01.18.01



CRITIC'S PICKS



By the time I was born, the glory days of the jukebox were long gone. There was one in our small town at a mom-and-pop seafood restaurant, but it was about as racy as the Ms. Pac-Man game that blipped invitingly from the other corner.

Still, I begged quarters from parents and grandparents to feed the hunk of neon and chrome. Punching in numbers with greasy fingers, I’d watch, rapt, as ’45s shuffled and the mechanical arm lifted my choice to the turntable. After a few moments of delicious crackling, the first strains of Laura Branigan’s "Gloria" would boom out in mono, and my classic rock-loving parents would stop shucking oysters to groan loudly. "Again?"

At 6 years old, that kind of control is priceless. I may not have played Sinatra, Elvis or Patsy Cline, the de facto triumvirate of Jukebox culture, but I understood the device’s power. Everyone listened as my crappy selection pumped from the speakers. With a quarter, I owned the room for three minutes.

From the turn of the century, you could find an early form of the jukebox in most corner taverns, an arcade novelty that worked on pennies and piped tinny strains through a tube held to the ear. But the invention of the electric amplifier in 1927 recreated the jukebox as a subversive phenomenon – a cheap mode of entertainment for prohibition-era speakeasies and a forum for the early race music and rock-a-billy that became rock and roll. Early Wurlitzers and Rock-olas, hiding in the corners of shady roadhouses in the Mississippi Delta, introduced whites to R & B and blacks to Carl Perkins.
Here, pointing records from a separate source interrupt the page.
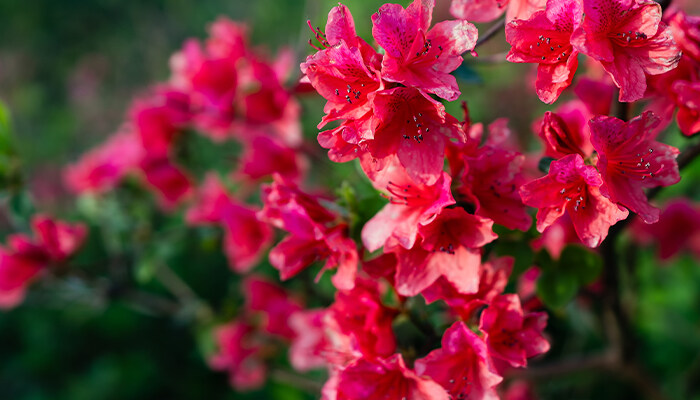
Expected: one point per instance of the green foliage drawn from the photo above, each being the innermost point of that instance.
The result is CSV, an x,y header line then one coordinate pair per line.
x,y
561,279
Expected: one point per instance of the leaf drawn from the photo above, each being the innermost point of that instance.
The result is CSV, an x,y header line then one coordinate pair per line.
x,y
544,163
556,289
582,263
467,74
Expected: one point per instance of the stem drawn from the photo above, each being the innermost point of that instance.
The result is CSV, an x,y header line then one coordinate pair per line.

By the late ’70s and early ’80s, jukeboxes had died as music’s alternative medium. We didn’t need to go to the malt shop to hear the new sound. We had MTV. The jukeboxes lingering in a few bars and family restaurants were no longer indicative of local tastes and talents. Their facades waxed nostalgic for ’50s architecture, but manufacturers stuffed the insides with the same disposable tracks that were heard on the radio.

Still, even the lamest jukebox beckons us, especially when drinking. After a few beers, we’ll indulge happily, if guiltily, in dated metal and country standards. An afternoon at Slinky’s on Chimes Street feels like musical Russian roulette: Led Zeppelin, Ozzy, Cheap Trick, Queensryche. It’s that quirky unpredictability, fed by crowd participation, that lends the jukebox bar its charm. A DJ may create a constant vibe, but a jukebox’s erratic play list can define a bar’s clientele.